河合 現実にそういうカップルが増えている。なぜなら、技術として知ってしまうと、そんなにおもしろくないからです。関係として追求したらこれは答えが出ないんだけど、単なる経験や技術というのは、人間関係の怖さとか恐ろしさとかおもしろさと違う次元にある。そこでもういっぺん魅力を再発見しなくちゃならないんですが、残念なことに非常に早くから違う知識をたたきこまれているから、それを破って発見するというのは難しいことなんですね。そういう意味でもいまの若者は気の毒ですよ。
柳田 そうですね。いちばん大事な関係性になると自分でつくっていくよりしようがないですからね。そういうものも含めてこれからは、もう一度、文学とか哲学とか、ようするに文科系的なものが再認識され、あるいは表舞台に出てこなきゃいけない。
要するに、性的な行為そのものとカップル間の深い人間関係の形成というのは別物であり、知識や技術としての「三人称の性」を超えつつも、その先にある、不可解きわまりない「二人称の性」というもののとっかかりをつかめない途中段階にあるということなのかも知れません。
その意味で、20日にさそり座から数えて「習慣」を意味する6番目のおひつじ座で新月(日蝕)を迎えていく今週のあなたもまた、そうした誰も答えが言えないほどわけの分からないものを、自身のうちに改めて抱え込んでいけるかどうかが問われていくでしょう。
アースと繋がる
例えば、村田沙耶香の小説『ハコブネ』に制度化された性別や恋愛の“外”に広がる可能性の世界を志向している知佳子という登場人物が出てきます。「人である以前に星の欠片である感覚が強い」彼女にとって、他の人たちは「永遠に続くおままごと」のような「共有幻想の世界」に生きており、そのルールの最たるものが「性別」なのだと言います。
彼女は「その外にいくらでも世界は広がっているのに、どうして苦しみながらそこに留まり続けるのだろう」と考え、性別を二元論で考え過ぎる他の登場人物に対しては「力が入りすぎるとね、身体もほどけないんだよ」などと語ったりするのです。

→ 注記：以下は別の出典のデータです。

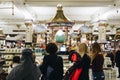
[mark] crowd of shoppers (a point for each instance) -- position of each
(52, 66)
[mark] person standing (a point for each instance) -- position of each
(54, 61)
(97, 61)
(117, 60)
(15, 62)
(84, 63)
(80, 68)
(27, 69)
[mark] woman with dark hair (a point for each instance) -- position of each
(97, 62)
(27, 69)
(15, 62)
(80, 69)
(56, 62)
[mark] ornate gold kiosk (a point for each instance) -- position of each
(59, 25)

そして祖父から聞いた宇宙の話に基づき、太陽を「ソル」、地球を「アース」と呼んでいた知佳子は、肉体感覚ではなく「星としての物体感覚」を追求するうち、やがて「物体として、アースと強い物体感覚で繋がる」という発想を思いつき、「ヒトであることを脱ぎ捨て」る道へと一気に進んでいきます。

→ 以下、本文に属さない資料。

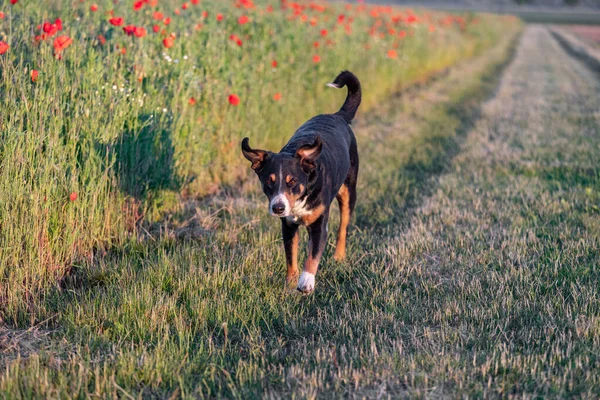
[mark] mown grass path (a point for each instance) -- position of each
(472, 268)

すると、肉体そのものが消滅する訳ではないにせよ、認識において知佳子の臓器は「粘土」に、性器は「静かに水が流れ出て」いる「自分の中央にある水溜り」へと変貌し、彼女から出る水と熱が「アース」に流れ込み、その「ひんやりとした表面の温度と湿気」が知佳子に染み込んでくるという交流へと展開していくのです。

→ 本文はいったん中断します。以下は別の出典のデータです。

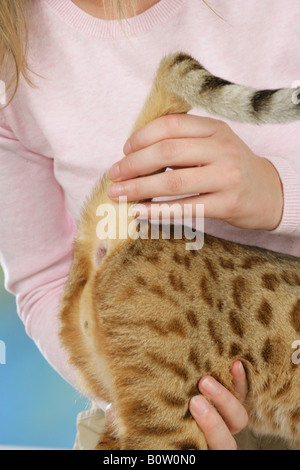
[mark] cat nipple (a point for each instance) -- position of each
(101, 253)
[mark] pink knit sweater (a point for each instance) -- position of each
(58, 138)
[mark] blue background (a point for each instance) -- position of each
(37, 407)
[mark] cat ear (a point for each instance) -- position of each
(101, 252)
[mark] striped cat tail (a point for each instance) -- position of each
(181, 76)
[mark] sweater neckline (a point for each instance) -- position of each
(88, 24)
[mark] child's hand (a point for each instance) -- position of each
(207, 157)
(217, 426)
(228, 417)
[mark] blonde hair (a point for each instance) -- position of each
(14, 35)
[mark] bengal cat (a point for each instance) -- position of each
(144, 319)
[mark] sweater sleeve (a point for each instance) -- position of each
(289, 173)
(36, 238)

知佳子が本当に記号としての性別から完全に脱しえたのかはともかくとして、少なくとも新しい官能性を探求する企てとしては興味深いものがあるのではないでしょうか。
その意味で今週のさそり座もまた、<ここ>にはない何かを強く想像することを通じて、<ここ>を生きていくための手がかりを改めて見出していくことができるかも知れません。